Last week, Tyus Battle entered his name into the NBA Draft. But like seemingly every player in college basketball, he entered his name without an agent. That means he is still eligible to return to college. The draft pool this year is as deep as it has ever been. Seemingly everyone except Oshae Brissett and Deandre Hunter decided to test the waters. A record 236 players entered their names in hopes of being one of the 60 draft selections this June. While many of these players will return to college (see Eastern, Nojel), there will still be a decent amount of players that decide to bet on themselves despite having low prospects this season.
Now the question for Battle is whether he will exercise his possible return. He has until 10 days after the May 20th NBA Draft Combine to decide whether or not he wants to come back. Tim Leonard and I talked about this in podcast form after the news broke last Friday here:
However, some new rumors have surfaced about Battle’s potential return. Spectrum Sports Mark Larson reported that Battle is definitely staying in the draft.
Source close to program tells me @tyusbattle1 is definitely not coming back after declaring for the @NBA Draft Friday. Says he almost didn’t even finish out the semester. #OrangeEmpire #Syracuse #NBADraft
— Mark Larson (@MLarsonSports) April 23, 2018
There are a couple of major red flags to this report if all the content in it is true. The fact that Battle almost didn’t return to school is a dead giveaway that he is on his way out. Dropping out of school is a move that players who are definitely entering the draft make since they know that whatever classes they miss won’t impact their eligibility for the next season since they are gone.
At this point, it makes too much sense for Battle to keep his name in. NBA scouts know what Battle is at this point. He’s an elite scorer in the nation’s toughest conference who dealt with the burden of playing 40 minutes pretty much every night and didn’t really break down in the process. By coming back to college, not much is going to change and the door is left open for a potential major injury from playing so many minutes every night.

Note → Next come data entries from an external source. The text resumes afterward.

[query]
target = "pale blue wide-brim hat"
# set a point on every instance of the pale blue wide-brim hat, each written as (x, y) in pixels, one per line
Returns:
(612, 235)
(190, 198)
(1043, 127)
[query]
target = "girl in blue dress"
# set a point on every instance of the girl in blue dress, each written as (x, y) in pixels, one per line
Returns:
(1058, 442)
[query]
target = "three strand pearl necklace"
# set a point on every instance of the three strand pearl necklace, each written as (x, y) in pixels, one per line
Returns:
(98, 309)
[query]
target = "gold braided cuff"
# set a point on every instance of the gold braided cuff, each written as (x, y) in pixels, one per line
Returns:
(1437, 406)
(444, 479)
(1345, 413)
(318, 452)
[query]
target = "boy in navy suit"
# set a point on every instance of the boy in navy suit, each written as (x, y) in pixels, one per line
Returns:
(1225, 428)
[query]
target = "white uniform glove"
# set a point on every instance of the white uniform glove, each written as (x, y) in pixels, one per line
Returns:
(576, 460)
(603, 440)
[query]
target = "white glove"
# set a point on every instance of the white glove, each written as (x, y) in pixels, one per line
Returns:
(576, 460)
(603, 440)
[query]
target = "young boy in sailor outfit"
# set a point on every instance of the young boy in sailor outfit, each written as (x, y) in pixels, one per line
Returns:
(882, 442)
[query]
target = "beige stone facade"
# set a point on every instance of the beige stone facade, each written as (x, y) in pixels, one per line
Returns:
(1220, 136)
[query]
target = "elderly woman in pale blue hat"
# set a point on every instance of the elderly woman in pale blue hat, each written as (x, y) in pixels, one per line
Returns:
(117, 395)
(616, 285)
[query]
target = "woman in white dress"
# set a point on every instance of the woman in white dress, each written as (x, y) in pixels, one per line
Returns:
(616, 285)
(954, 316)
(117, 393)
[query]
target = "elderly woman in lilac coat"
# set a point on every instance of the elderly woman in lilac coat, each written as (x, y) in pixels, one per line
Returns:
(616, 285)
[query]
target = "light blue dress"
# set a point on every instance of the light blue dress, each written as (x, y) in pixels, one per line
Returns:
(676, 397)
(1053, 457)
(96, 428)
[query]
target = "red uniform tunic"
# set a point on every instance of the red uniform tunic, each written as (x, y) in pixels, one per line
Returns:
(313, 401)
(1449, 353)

One of the questions for Battle’s translation (like every Syracuse player ever) to the NBA is how his defense will hold up after playing in a zone defense his entire college career. But his frame and quickness suggest that he is NBA ready, not to mention that his defense was one of his major strengths coming out of high school. He should test well there.
Some people criticize Battle’s jump shot, but he has shown flashes, especially in the mid-range, that he can knock it down. Along with that, NBA teams will like his frame and athleticism and decide to worry about the jump shot later. With NBA training, his shot will improve drastically after a year of professional training.
At this point, there really is not much that Battle can do to improve his stock. While some people say that next year’s class is much weaker than this year’s, that’s always the case. So many players emerge out of nowhere. Trae Young was far off of people’s draft boards, now he’s a top 10 pick. The same thing will happen next year with sleeper freshmen and international players. Battle could get lost in the shuffle again, so now is the best time for him to enter the draft. He can make his money and get professional training as early as possible to come full circle on his NBA dream.